5 It is stipulated by the law that the memorandum of a general partnership should include:

  •  The name; surname and title (if any) of each partner, also his nationality and date of birth.
  • The company name; purpose of incorporation; headquarters and branches if any; capital and the share undertaken to be presented by each partner whether it is in cash or in kind or merely a right; the estimated value of shares, pertinent terms of presentation and date of maturity; date of incorporation and termination and the terms of management, with a special reference to the names of authorized persons who may sign on behalf of the company and the extent of their powers.

  • It should, also include the commencement and end of the company fiscal year and the percentages of profit / loss distribution among partners.

  •   In addition to all these major information required by the law, the memorandum of a general partnership should also include other information agreed upon by all partners such as the formation of the board of directors; terms of share assignment; partners liabilities; terms of competition if allowed or not.
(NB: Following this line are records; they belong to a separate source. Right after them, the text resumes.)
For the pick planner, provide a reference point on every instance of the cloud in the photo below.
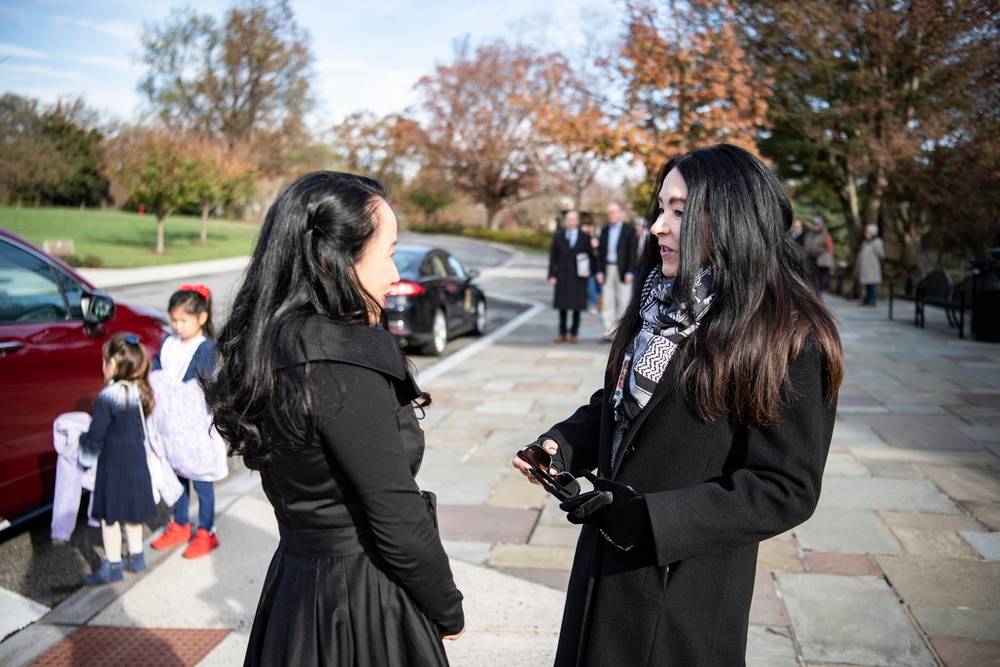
(103, 61)
(10, 50)
(39, 71)
(120, 29)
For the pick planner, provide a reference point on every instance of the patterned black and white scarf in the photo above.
(664, 327)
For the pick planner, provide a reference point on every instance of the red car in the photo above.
(52, 326)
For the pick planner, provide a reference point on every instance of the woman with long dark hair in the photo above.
(711, 431)
(313, 392)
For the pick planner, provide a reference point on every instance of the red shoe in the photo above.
(202, 543)
(176, 534)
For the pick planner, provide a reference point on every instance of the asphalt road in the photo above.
(36, 568)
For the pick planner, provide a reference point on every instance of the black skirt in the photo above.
(328, 599)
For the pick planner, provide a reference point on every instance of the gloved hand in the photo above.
(617, 510)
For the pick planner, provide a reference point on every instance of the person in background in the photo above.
(710, 432)
(818, 246)
(615, 266)
(570, 265)
(797, 233)
(123, 489)
(183, 422)
(312, 390)
(593, 287)
(870, 259)
(640, 235)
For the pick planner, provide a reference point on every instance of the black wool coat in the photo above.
(627, 246)
(570, 289)
(681, 597)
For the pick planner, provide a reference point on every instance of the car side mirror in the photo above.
(100, 309)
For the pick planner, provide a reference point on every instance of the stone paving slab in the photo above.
(981, 433)
(557, 579)
(892, 470)
(926, 521)
(777, 555)
(986, 513)
(965, 482)
(851, 621)
(766, 608)
(885, 494)
(943, 582)
(476, 523)
(476, 553)
(970, 623)
(522, 555)
(925, 436)
(849, 565)
(770, 647)
(934, 543)
(967, 652)
(842, 464)
(914, 456)
(557, 536)
(986, 544)
(513, 492)
(847, 432)
(858, 531)
(509, 621)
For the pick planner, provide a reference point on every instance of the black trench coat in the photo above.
(570, 290)
(713, 491)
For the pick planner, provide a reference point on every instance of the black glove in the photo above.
(617, 510)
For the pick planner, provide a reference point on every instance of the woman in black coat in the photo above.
(565, 275)
(315, 394)
(712, 428)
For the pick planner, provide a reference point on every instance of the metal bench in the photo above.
(937, 289)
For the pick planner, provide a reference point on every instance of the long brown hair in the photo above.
(765, 303)
(131, 364)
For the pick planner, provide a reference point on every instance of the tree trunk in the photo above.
(159, 233)
(204, 223)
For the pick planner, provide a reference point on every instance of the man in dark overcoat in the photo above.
(570, 262)
(615, 265)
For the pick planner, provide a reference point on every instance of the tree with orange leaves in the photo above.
(217, 175)
(377, 147)
(687, 81)
(575, 130)
(479, 130)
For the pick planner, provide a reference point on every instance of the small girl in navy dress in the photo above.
(123, 490)
(193, 450)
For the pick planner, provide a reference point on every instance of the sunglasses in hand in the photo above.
(563, 485)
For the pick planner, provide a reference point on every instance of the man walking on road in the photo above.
(615, 264)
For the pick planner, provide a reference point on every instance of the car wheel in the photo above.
(439, 335)
(479, 328)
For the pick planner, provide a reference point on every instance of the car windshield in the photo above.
(407, 261)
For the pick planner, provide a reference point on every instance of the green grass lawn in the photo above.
(127, 240)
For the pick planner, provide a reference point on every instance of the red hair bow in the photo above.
(199, 288)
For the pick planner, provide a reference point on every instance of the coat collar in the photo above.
(323, 339)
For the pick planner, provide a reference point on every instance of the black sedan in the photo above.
(435, 299)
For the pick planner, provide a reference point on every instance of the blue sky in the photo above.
(368, 53)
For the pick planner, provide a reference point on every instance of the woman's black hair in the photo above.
(195, 304)
(304, 264)
(735, 220)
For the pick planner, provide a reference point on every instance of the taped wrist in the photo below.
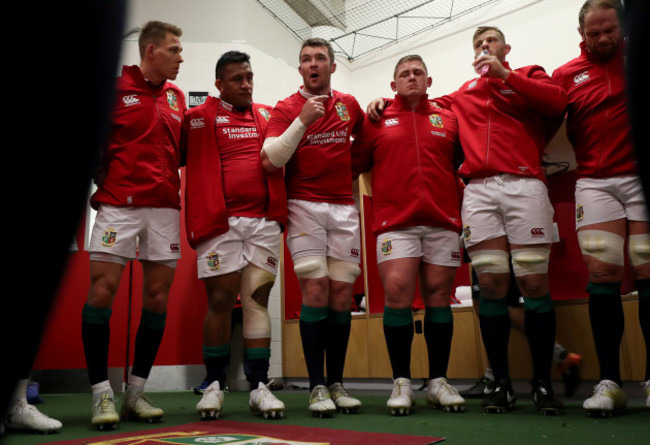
(279, 150)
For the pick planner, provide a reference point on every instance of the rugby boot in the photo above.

Decision terms of issuance; reasons of company dissolution; terms of liquidation; dispute-settlement agency and any other statements agreed upon by the partners, provided that they should not be in contravention to the laws.

6 The memorandum of a general partnership should not provide for an agreement on depriving a partner from profit or exempting him from suffering loss, otherwise the memorandum will be considered void.
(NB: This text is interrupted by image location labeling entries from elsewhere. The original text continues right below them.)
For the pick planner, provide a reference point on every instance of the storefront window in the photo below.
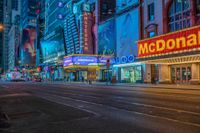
(179, 15)
(131, 74)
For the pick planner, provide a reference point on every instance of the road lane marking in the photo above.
(111, 107)
(119, 99)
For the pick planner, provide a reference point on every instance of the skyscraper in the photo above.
(7, 24)
(1, 36)
(28, 32)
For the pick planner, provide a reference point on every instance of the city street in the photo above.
(81, 108)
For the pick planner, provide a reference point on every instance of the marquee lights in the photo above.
(180, 41)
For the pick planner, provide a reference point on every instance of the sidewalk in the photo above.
(164, 86)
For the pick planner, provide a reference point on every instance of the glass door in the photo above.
(181, 74)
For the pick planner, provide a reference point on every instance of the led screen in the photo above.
(67, 61)
(127, 27)
(85, 60)
(52, 50)
(106, 35)
(28, 47)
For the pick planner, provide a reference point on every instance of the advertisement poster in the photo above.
(122, 4)
(127, 26)
(106, 35)
(28, 54)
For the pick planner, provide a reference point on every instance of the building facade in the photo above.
(14, 36)
(7, 7)
(165, 21)
(1, 36)
(28, 28)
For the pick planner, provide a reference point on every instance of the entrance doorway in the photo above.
(181, 74)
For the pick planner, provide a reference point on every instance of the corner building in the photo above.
(170, 44)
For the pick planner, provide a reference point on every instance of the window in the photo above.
(152, 34)
(151, 12)
(179, 15)
(198, 6)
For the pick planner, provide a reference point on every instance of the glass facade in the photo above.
(131, 74)
(179, 15)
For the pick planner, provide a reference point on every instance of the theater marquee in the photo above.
(182, 41)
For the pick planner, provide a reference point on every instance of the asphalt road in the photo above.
(110, 109)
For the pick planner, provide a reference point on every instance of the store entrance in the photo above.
(181, 74)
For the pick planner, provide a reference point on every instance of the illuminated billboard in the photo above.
(28, 47)
(106, 35)
(127, 27)
(181, 41)
(123, 4)
(83, 60)
(51, 50)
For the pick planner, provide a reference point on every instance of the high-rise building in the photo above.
(14, 36)
(1, 35)
(28, 32)
(79, 27)
(52, 44)
(7, 6)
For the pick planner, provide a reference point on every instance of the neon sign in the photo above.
(184, 40)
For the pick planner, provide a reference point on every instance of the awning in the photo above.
(176, 60)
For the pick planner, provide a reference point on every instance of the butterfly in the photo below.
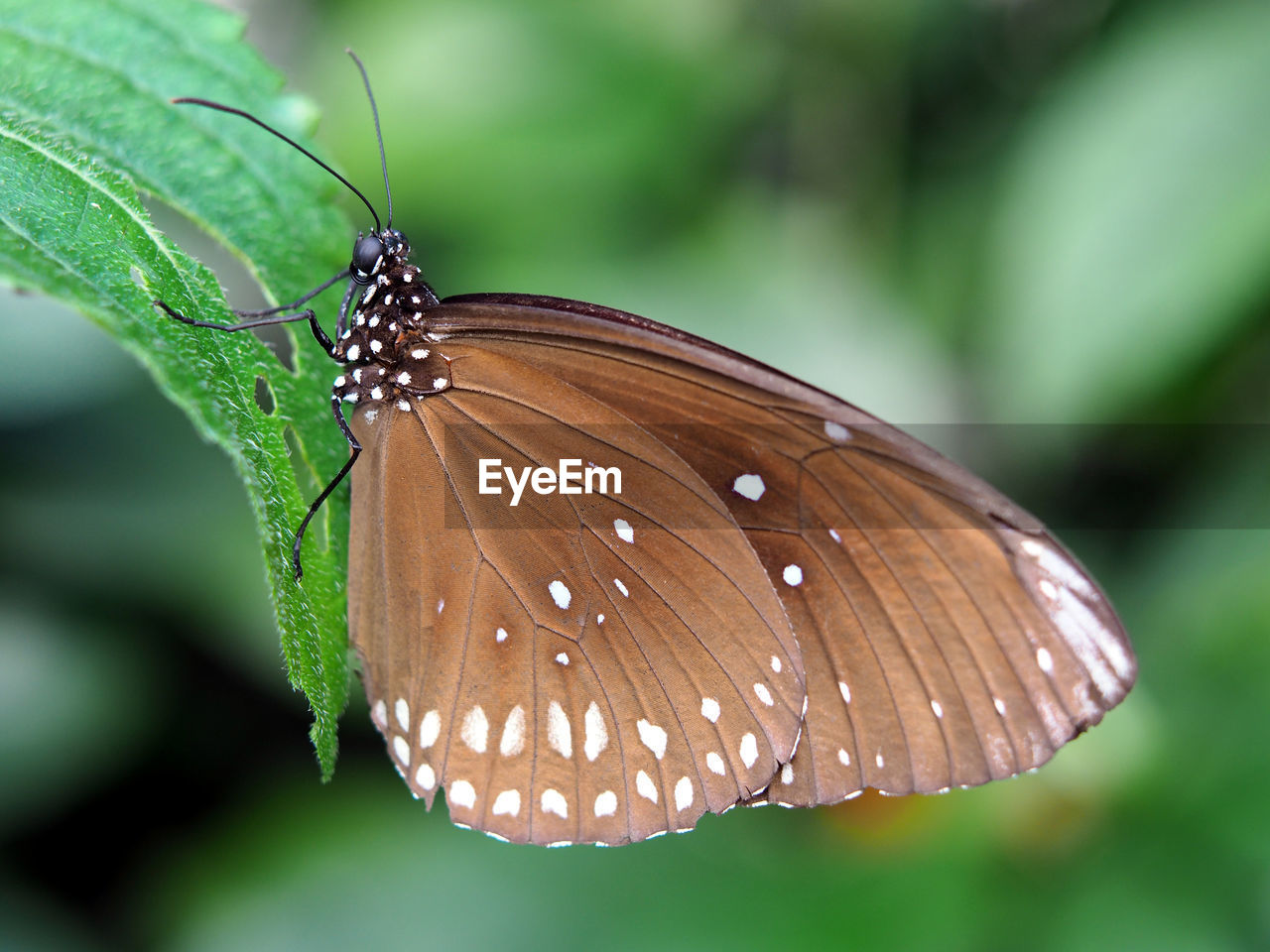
(606, 576)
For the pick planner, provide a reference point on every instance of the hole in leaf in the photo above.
(264, 397)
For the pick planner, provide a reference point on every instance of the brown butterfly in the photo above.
(606, 576)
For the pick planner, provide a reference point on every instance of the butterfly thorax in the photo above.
(386, 352)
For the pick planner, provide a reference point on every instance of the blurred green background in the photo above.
(1051, 216)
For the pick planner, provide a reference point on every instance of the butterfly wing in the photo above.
(574, 667)
(947, 638)
(943, 638)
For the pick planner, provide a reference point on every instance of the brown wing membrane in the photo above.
(578, 667)
(947, 639)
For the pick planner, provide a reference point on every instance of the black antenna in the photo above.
(375, 112)
(291, 143)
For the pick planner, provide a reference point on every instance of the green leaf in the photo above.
(1134, 217)
(85, 123)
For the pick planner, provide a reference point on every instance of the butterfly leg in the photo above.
(307, 315)
(299, 301)
(335, 405)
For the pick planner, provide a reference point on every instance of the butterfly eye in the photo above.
(367, 258)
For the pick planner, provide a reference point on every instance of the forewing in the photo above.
(578, 667)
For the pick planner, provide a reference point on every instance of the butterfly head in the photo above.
(375, 253)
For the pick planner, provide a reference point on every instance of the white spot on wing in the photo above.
(645, 787)
(513, 733)
(1044, 660)
(554, 802)
(710, 710)
(597, 735)
(683, 793)
(462, 793)
(749, 485)
(403, 751)
(561, 594)
(430, 729)
(507, 803)
(653, 738)
(606, 803)
(559, 734)
(475, 730)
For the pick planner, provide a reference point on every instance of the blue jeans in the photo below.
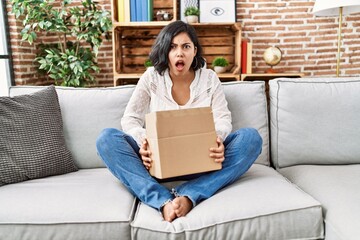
(120, 154)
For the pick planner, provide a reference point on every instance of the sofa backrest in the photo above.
(315, 121)
(86, 111)
(248, 106)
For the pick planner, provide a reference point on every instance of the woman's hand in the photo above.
(218, 153)
(145, 154)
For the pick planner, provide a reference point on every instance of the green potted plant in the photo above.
(71, 61)
(148, 63)
(220, 64)
(192, 14)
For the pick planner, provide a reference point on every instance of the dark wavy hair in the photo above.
(161, 48)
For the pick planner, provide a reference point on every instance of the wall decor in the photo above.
(217, 10)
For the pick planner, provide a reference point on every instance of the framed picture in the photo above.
(187, 3)
(217, 11)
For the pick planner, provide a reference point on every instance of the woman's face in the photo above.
(181, 55)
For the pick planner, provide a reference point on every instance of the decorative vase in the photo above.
(192, 19)
(219, 69)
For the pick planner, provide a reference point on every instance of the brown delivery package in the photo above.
(180, 140)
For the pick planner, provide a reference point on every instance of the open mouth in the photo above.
(179, 65)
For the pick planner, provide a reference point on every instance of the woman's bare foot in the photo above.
(169, 212)
(182, 205)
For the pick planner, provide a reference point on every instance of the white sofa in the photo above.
(263, 204)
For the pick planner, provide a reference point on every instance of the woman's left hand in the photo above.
(218, 153)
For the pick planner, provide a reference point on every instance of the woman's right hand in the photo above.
(145, 154)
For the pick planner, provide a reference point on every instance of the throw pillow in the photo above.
(32, 143)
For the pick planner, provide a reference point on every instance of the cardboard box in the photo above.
(180, 141)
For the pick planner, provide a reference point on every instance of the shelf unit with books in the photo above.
(132, 43)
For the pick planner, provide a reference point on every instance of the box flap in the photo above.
(163, 124)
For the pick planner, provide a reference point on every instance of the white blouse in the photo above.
(153, 93)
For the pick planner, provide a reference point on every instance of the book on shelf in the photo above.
(246, 57)
(126, 10)
(139, 10)
(150, 10)
(133, 11)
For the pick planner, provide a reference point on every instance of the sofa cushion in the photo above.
(261, 205)
(315, 121)
(85, 112)
(88, 204)
(248, 106)
(32, 142)
(337, 188)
However, it may be agreed to exempt the partner who contributes nothing but his work from bearing a loss. This is because the capital of a general partnership may be paid in cash; in kind or merely a work, although the registered capital should be only formed from cash and kind shares, and this is the reason why such a partner with a work share only may be exempted from suffering loss, as he, in such a case, may lose his time and effort without getting a regular salary against his work which is viewed as his contribution to the company capital.

7 Partners should agree on the percentage of profit and loss in the company memorandum, but may not agree on distribution of fictitious profits through over - exaggerating the estimate of the company assets.

8 Each partner in a general partnership will be deemed merchant. The bankruptcy of the company will lead to the bankruptcy of all partners. This is accordingly incurring that each partner in the company should be fully capacitated, whereas incapacitated individuals may not be partners in a general partnership.

9 The shares of partners in a general partnership may not be represented by negotiable instruments and may not be assigned to others unless upon approval by all partners. This restriction is reflecting the private feature of the company.

10 The management of a general partnership may be the responsibility of one or more of the partners or a person who is not a partner.

The competence of the manager(s) should be specified in his letter of appointment. In case the manager is a partner and so appointed in the company memorandum, he may not be dismissed except by the unanimous vote of the partners, otherwise dismissal should result in dissolution of the company unless its continuation is so provided in the memorandum. However, a manager may not resign without appropriate justifications, otherwise he will be liable for indemnification.

Appropriate justifications here are meant to be those deemed acceptable by all partners. In case of different opinions, the judge at the court of law is to take a rightful decision. The manager may be held responsible for any damage inflicted on the company or caused to the partners or others in case he acts in contravention to the provisions of the company memorandum.

11 The law also provided that joining the company or withdrawal of partners; avoidance of the memorandum; dissolution or liquidation of the company should all be effected at the Commercial Register / Abu Dhabi Municipality and at the Company Section / Ministry of Economy & Commerce.

12 The law did not fix a certain capital amount for a general partnership.